Qualora gli errori relativi all’applicazione del
tributo risultino commessi dal contribuente per effetto di precedenti errori di
verifica compiuti autonomamente dal Comune, non si procede all’irrogazione
delle sanzioni che sarebbero applicabili a seguito del maggior tributo
risultante.
1. Tenuto conto dei limiti minimi e massimi e delle agevolazioni
stabiliti dalla legge per le varie fattispecie di violazioni, vengono
confermati i criteri per la graduazione delle sanzioni amministrative
tributarie approvati con
deliberazione del Consiglio Comunale n. 9 del 17.06.1998, avente valore
regolamentare:
a)
applicazione della sanzione nella misura intermedia
tra il minimo e il massimo previsto dalla legge, in caso di omessa presentazione
della dichiarazione o denuncia;
b.
applicazione della sanzione del minimo previsto
dalla legge in caso di presentazione di dichiarazione o denuncia infedele;
c.
applicazione della sanzione del minimo
stabilito dalla legge in caso di violazioni non suscettibili di ricadere sulla
determinazione del tributo (errori c.d. formali presenti nella denuncia);
d.
applicazione della sanzione del minimo in
caso di mancata esibizione o
trasmissione di atti e documenti, di restituzione di questionari o di loro
mancata, incompleta, infedele compilazione ed in genere per ogni inadempimento
a fronte di richieste legittimamente formulate dal Comune;
2. L’omesso, tardivo, insufficiente pagamento è punito con la sanzione
del 30% sugli importi non versati. Entro un mese dalla scadenza può essere
versato spontaneamente e con il ravvedimento operoso il canone con la sanzione
ridotta al 10%.
3. Il contribuente
può definire in via agevolata la richiesta coattiva della sanzione con un suo
pagamento entro sessanta giorni dal ricevimento dell'avviso in ragione di 1/4
della sanzione medesima ed in alternativa ad eventuali impugnative presso le
competenti sedi giurisdizionali.
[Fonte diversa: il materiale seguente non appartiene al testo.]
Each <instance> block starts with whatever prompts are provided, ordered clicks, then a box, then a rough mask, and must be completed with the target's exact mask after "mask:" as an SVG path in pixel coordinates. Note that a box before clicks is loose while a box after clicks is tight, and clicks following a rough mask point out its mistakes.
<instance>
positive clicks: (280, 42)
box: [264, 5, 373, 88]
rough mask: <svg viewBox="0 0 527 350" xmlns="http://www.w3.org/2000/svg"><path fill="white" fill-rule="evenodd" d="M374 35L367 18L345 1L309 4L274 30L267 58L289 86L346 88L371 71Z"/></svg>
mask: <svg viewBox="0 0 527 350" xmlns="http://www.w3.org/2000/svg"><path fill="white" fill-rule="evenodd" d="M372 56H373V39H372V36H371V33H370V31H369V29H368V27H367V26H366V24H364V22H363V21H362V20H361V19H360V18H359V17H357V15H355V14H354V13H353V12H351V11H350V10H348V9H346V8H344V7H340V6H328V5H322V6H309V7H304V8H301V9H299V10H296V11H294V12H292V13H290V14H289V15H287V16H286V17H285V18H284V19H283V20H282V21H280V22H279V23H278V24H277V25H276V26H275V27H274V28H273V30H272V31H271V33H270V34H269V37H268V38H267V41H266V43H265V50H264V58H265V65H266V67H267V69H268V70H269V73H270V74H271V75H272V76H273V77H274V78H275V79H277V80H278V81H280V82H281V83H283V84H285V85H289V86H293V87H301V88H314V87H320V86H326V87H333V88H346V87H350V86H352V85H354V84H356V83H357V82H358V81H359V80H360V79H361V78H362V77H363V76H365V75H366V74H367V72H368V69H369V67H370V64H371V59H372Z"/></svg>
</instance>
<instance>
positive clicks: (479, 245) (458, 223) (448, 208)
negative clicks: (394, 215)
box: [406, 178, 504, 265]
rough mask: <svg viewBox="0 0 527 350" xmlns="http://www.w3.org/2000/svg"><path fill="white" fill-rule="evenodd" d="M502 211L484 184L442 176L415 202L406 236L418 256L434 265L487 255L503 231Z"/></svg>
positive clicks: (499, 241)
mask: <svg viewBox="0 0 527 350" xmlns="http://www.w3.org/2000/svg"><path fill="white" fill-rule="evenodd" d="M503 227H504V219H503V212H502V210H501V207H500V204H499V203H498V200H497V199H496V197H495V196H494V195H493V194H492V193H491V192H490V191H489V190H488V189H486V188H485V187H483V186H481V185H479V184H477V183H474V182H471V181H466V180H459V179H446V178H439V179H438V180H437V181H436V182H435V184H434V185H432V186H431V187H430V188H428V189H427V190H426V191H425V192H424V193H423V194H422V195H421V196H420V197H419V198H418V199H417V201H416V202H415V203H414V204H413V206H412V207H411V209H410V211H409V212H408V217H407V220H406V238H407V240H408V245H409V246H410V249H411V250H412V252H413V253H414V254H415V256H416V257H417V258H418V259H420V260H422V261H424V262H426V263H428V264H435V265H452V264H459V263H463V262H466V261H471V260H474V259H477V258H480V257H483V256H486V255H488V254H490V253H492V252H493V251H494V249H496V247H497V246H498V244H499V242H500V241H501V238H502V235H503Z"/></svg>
E' sempre ammessa la fattispecie del
ravvedimento operoso che consente un abbattimento della sanzione al 25% in caso
di presentazione spontanea di denuncia non oltre un mese dalla scadenza.
4. L'irrogazione
di sanzioni per il mancato rispetto delle prescrizioni di cui ai due precedenti
commi non pregiudica eventuali azioni repressive in merito alla comminazione di
sanzioni amministrative per ulteriori violazioni al presente regolamento.
5. Sono fatte sempre salve
eventuali ed ulteriori azioni repressive e coattive, nei casi previsti da
vigenti leggi e/o regolamenti.
6. In caso di perdurante morosità, a seguito di avviso di accertamento, (art.1
comma a) le somme verranno iscritte a ruolo coattivo, ai sensi del D.P.R.
43/88, previa formale messa in mora del debitore.
1.
Le norme di cui all’articolo 13 del presente
Regolamento si applicano anche agli accertamenti di tributo, effettuati a
decorrere dall’1.1.1999 e relativi a periodi pregressi del tributo medesimo.
1.
Per quanto non previsto dal presente regolamento, si
applicano le disposizioni di legge vigenti.
2.
E’ abrogato ogni altra norma regolamentare non
compatibile con quelle del presente regolamento.
3.
Il presente regolamento, una volta esecutivo è
pubblicato all’albo pretorio per giorni 15 consecutivi ed entra in vigore il
primo gennaio 1999.
4.
Il presente regolamento recepisce ogni disposizione
legislativa in ordine all’introduzione della moneta unica come previsto nel POA
(Piano di Adozione dell’EURO nella Pubblica Amministrazione).